Grain Carrier Ontario Lost In November Storm

By James Donahue

The wooden hulled bulk freighter Ontario was a Canadian built and Canadian-owned vessel that foundered in a Lake Superior gale on November 15, 1909 off Passage Island at the Northeast tip of Isle Royal.

The nine-year-old steamer was laden with wheat, probably making what was to have been its final trip of the season from Fort William (now Thunder Bay) to Depot Harbour, once a busy Canadian railroad hub on the northern side of Georgian Bay.

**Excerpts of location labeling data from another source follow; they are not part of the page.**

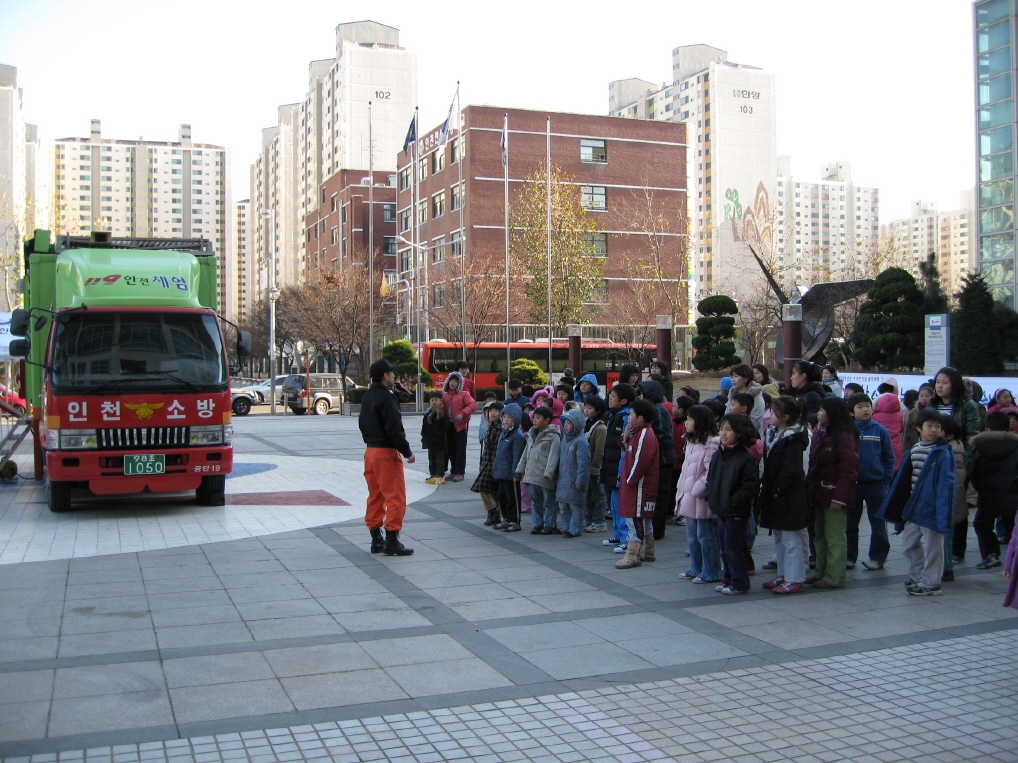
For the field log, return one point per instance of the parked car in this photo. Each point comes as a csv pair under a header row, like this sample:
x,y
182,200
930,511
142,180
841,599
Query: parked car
x,y
263,390
12,399
326,393
242,401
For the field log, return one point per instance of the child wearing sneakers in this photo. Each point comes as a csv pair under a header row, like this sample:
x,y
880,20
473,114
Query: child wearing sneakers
x,y
574,467
595,430
922,495
638,483
732,483
507,458
434,436
486,484
539,469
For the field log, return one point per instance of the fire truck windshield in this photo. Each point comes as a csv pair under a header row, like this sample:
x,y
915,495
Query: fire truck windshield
x,y
127,351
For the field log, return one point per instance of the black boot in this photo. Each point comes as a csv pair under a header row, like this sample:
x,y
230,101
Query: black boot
x,y
392,545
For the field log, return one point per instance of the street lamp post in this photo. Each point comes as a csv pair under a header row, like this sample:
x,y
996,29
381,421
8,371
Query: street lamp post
x,y
270,215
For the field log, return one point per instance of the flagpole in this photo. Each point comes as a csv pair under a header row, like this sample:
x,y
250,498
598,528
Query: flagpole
x,y
415,246
505,168
371,241
549,188
462,233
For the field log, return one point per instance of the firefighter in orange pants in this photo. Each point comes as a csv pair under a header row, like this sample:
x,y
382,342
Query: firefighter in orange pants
x,y
386,447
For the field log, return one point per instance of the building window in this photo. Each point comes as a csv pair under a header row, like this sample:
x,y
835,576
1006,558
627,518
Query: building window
x,y
597,244
600,293
594,197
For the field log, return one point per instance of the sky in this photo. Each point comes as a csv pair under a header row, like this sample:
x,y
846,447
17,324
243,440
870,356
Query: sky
x,y
886,84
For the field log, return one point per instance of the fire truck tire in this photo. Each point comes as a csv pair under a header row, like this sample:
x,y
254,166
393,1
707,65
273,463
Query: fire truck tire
x,y
212,491
58,495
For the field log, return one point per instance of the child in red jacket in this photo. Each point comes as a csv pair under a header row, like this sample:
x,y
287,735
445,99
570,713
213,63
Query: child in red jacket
x,y
638,484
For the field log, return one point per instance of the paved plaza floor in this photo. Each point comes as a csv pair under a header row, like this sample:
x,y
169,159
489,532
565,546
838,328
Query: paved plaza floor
x,y
149,629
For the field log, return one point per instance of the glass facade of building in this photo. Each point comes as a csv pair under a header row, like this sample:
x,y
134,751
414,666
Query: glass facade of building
x,y
995,70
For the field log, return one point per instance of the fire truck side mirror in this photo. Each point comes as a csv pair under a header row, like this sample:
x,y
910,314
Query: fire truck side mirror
x,y
19,319
19,348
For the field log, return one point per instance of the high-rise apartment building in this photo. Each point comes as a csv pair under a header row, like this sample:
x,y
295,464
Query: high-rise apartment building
x,y
822,225
729,110
995,21
946,235
242,260
328,131
164,189
24,184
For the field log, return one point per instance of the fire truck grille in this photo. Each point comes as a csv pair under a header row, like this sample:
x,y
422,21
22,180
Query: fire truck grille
x,y
146,437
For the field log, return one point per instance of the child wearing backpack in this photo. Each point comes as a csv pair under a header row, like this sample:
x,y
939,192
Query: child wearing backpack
x,y
732,483
486,484
507,457
434,436
640,473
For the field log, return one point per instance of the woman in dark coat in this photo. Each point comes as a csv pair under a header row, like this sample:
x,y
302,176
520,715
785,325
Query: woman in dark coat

When off Isle Royal, steaming toward Sault Ste. Marie, the cargo shifted in the storm and the vessel began taking on water. The crew abandoned ship before it sank stern first. The men rowed for 16 miles through the storm before reaching safety.

The 256-foot-long freighter was built in 1900 in Toronto. It was one of a fleet of grain vessels owned by the Canada Atlantic transit Co. of Ottawa at the time it was lost. Canada Atlantic also owned and operated the Canada Atlantic Railway Company, which was temporarily a key railroad link between Georgian Bay and Ottawa. For a short time it handled about 40 percent of the grain traffic from the Canadian west through to the St. Lawrence River valley.

The company, created by lumbar baron John Rudolphus Booth, prospered from 1890 to 1905. Its operations declined after Booth sold to the Grand Trunk Railway. Depot Harbour, which once served as a hub for Booth’s enterprise, once boasted a population of about 1,600 people. The town served the docks, the railway station and two large grain elevators. It is a ghost town today.